Я почувствовал себя свободно и легко, и я начал. Я сказал ему, что часто мне казалось, будто в политическом курсе Коммунистической партии Советского Союза относительно Великобритании допускаются многие ошибки и оплошности. Я чувствовал, что это связано с той изоляцией, в которой вынужденно оказался СССР из-за огромной ненависти, которую питают силы капитализма по отношению к нарождающейся коммунистической стране. Товарищ Сталин слушал, покуривая трубку и иногда кивая. Когда я колебался, он говорил мне, и не раз:
— Товарищ, продолжайте, пожалуйста, не бойтесь откровенно высказывать все свои мысли.
Так я и делал. Я говорил примерно три часа, начав с короткого аналитического отчета об историческом положении КП Британии. Один раз он позвонил в звоночек, и пришел еще один товарищ, он принес два стакана русского чая на подносе, один из них поставили передо мной. Сталин пил свой чай сдержанно, маленькими глотками, кивая мне и слушая меня. Я обрисовал тот курс, который мне представлялся правильным для нашей страны. Когда я кончил говорить, он сказал просто:
— Спасибо вам, товарищ. Теперь я вижу, что мне давали очень плохие советы.
Потом он посмотрел на часы и сказал:
— Товарищ, вы должны меня простить, но мне надо еще как следует поработать до того, как солнце взойдет.
Я встал. Он протянул мне руку. Я ее пожал.
— До свидания, товарищ Сталин.
— До свидания, мой славный товарищ из Британии, и я еще раз вас благодарю.
Мы обменялись молчаливыми улыбками. Я чувствовал, что слезы стоят в моих глазах, — этими слезами я буду гордиться, пока я не умру! Когда я выходил, Сталин снова принялся набивать трубку, и он уже поглядывал на кипу бумаг, которая лежала перед ним в ожидании, когда он все это внимательно прочтет. Пережив самые великие мгновения своей жизни, я вышел в коридор. Два молодых товарища меня ждали. Мы, с глубочайшим взаимным пониманием, обменялись улыбками. В глазах у всех стояли слезы. В молчании поехали обратно в гостиницу. Только однажды прозвучали слова:
— Это великий человек.
Это я сказал, а они кивнули мне в ответ. В гостинице они проводили меня до двери номера. Они без слов пожали мне руку. Я снова сел за свой дневник. Теперь мне в самом деле было о чем писать! И я работал до самого восхода солнца, думая о самом величайшем человеке из всех живущих на земле, который совсем неподалеку от меня тоже не спит и трудится, на страже судеб всех людей!

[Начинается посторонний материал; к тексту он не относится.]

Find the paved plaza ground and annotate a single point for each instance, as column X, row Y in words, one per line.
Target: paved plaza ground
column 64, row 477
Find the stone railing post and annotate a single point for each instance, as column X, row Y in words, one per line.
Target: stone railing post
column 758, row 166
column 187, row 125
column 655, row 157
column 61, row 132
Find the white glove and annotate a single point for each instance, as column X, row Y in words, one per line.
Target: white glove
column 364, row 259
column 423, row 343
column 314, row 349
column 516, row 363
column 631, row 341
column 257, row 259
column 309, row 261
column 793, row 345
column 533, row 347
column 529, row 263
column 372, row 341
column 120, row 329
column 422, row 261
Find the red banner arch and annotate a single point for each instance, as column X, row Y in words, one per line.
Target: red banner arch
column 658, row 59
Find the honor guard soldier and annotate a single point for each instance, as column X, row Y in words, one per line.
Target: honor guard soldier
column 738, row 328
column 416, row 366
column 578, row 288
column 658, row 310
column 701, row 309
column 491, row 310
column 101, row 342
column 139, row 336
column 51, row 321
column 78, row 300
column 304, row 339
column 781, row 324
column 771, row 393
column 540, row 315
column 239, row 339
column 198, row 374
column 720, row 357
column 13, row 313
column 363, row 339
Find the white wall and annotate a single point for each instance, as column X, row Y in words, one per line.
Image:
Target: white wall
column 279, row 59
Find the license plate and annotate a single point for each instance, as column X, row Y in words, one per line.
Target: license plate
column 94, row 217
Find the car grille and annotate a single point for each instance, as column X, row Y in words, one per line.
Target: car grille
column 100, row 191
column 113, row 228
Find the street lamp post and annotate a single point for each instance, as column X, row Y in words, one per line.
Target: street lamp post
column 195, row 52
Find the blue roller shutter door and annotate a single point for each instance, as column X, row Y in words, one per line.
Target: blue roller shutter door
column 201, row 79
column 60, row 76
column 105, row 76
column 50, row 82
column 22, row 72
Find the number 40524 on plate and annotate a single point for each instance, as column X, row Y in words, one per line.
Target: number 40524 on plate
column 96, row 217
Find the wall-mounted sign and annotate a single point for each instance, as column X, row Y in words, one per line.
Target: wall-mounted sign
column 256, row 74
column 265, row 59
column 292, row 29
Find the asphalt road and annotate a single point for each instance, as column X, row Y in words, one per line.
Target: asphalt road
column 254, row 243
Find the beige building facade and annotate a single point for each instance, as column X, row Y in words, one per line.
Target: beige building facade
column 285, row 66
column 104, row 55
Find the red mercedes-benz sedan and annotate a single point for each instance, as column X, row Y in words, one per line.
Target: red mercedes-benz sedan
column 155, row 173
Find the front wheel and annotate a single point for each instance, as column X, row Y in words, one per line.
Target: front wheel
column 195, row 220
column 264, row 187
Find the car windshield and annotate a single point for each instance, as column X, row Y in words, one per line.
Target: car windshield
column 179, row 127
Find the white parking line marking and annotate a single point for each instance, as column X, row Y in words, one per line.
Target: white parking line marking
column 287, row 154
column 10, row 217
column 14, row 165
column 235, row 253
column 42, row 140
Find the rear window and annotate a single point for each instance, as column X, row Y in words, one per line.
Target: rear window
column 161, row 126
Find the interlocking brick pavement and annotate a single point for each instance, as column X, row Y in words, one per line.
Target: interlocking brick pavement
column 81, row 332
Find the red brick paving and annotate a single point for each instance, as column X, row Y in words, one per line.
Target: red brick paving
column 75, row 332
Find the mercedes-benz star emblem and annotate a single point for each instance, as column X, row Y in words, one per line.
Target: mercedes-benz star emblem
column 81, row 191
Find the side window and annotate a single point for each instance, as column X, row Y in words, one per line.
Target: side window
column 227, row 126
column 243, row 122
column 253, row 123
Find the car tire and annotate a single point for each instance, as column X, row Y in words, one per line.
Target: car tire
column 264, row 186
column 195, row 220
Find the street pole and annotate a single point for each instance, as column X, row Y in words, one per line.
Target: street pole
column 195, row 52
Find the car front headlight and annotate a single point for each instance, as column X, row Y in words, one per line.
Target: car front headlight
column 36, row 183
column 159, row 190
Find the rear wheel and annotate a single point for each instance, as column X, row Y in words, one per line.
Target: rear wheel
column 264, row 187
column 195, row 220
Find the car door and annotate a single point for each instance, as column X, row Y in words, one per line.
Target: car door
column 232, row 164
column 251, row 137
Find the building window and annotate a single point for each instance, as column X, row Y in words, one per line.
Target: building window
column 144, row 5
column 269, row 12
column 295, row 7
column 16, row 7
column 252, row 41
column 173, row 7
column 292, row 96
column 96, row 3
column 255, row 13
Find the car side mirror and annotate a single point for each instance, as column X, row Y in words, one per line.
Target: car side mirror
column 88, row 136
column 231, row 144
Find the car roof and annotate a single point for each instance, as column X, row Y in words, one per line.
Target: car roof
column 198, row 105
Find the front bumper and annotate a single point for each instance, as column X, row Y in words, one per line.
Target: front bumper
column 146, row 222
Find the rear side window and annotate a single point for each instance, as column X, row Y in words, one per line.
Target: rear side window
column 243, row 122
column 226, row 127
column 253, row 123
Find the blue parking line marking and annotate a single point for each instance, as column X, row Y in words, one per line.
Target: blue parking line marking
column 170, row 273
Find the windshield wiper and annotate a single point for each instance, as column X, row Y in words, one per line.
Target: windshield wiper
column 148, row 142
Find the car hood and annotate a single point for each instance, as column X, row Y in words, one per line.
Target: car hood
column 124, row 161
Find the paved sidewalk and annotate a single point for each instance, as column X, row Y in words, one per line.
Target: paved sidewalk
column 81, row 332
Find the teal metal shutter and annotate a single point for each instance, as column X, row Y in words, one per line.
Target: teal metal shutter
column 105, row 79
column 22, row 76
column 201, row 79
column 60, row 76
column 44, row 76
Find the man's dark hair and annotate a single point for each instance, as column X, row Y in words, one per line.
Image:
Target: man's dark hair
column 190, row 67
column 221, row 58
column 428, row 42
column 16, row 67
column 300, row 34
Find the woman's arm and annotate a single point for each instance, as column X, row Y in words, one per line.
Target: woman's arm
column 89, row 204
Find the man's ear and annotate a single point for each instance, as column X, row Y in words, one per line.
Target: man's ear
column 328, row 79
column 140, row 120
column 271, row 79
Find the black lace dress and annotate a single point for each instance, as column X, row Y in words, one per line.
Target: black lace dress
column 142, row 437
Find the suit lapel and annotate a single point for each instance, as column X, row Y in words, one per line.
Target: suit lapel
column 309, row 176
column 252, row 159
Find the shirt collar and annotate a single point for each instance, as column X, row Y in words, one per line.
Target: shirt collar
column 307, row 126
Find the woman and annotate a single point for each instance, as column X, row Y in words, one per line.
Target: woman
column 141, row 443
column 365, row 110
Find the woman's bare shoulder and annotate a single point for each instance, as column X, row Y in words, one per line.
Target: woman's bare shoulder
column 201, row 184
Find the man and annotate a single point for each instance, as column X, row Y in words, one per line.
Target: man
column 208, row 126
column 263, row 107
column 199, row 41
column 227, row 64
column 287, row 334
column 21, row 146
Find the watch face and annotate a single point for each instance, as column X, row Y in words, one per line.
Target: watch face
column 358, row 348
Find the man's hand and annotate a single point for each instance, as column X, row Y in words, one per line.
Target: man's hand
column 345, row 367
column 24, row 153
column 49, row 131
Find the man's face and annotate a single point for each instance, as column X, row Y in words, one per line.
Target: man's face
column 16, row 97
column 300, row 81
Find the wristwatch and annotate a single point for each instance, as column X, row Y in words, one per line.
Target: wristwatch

Далее снова шел почерк Анны:
Когда я закончила читать, никто не проронил ни слова. Потом наконец Джордж заметил:
— Хороший и правдивый материал, хорошая канва.
Что могло означать все что угодно. Потом я сказала:
— Я помню, что и у меня была такая в точности фантазия, слово в слово, только в моем случае я заодно наметила политику для всей Европы.
Неожиданно все разразились каким-то неловким смехом, а Джордж сказал:
— Сначала я подумал, что это пародия — похоже, правда?
Кпайв сказал:
— Я помню, как я читал что-то в переводе с русского — вещь начала тридцатых, я думаю. Двое парней стоят на Красной площади, у них сломался трактор. Они не могут разобраться, какая именно произошла поломка. Как вдруг к ним приближается мужчина крепкого сложения. Он курит трубку. «Что случилось?» — спрашивает он. «В том-то и беда, товарищ, что мы не понимаем, что случилось». «Так вы не понимаете, да? Это нехорошо». Крепко сложенный мужчина указывает черенком трубки на какую-то часть механизма: «А об этом вы подумали?» Молодые люди делают попытку — мотор ревет, и трактор оживает. Они оборачиваются к незнакомцу, чтобы поблагодарить его, а он стоит и наблюдает за ними по-отечески, искорки пляшут в его глазах. Они понимают, что это — товарищ Сталин. Но он, отдав им честь, уже возобновил свой одинокий путь к Кремлю, через всю Красную площадь, один.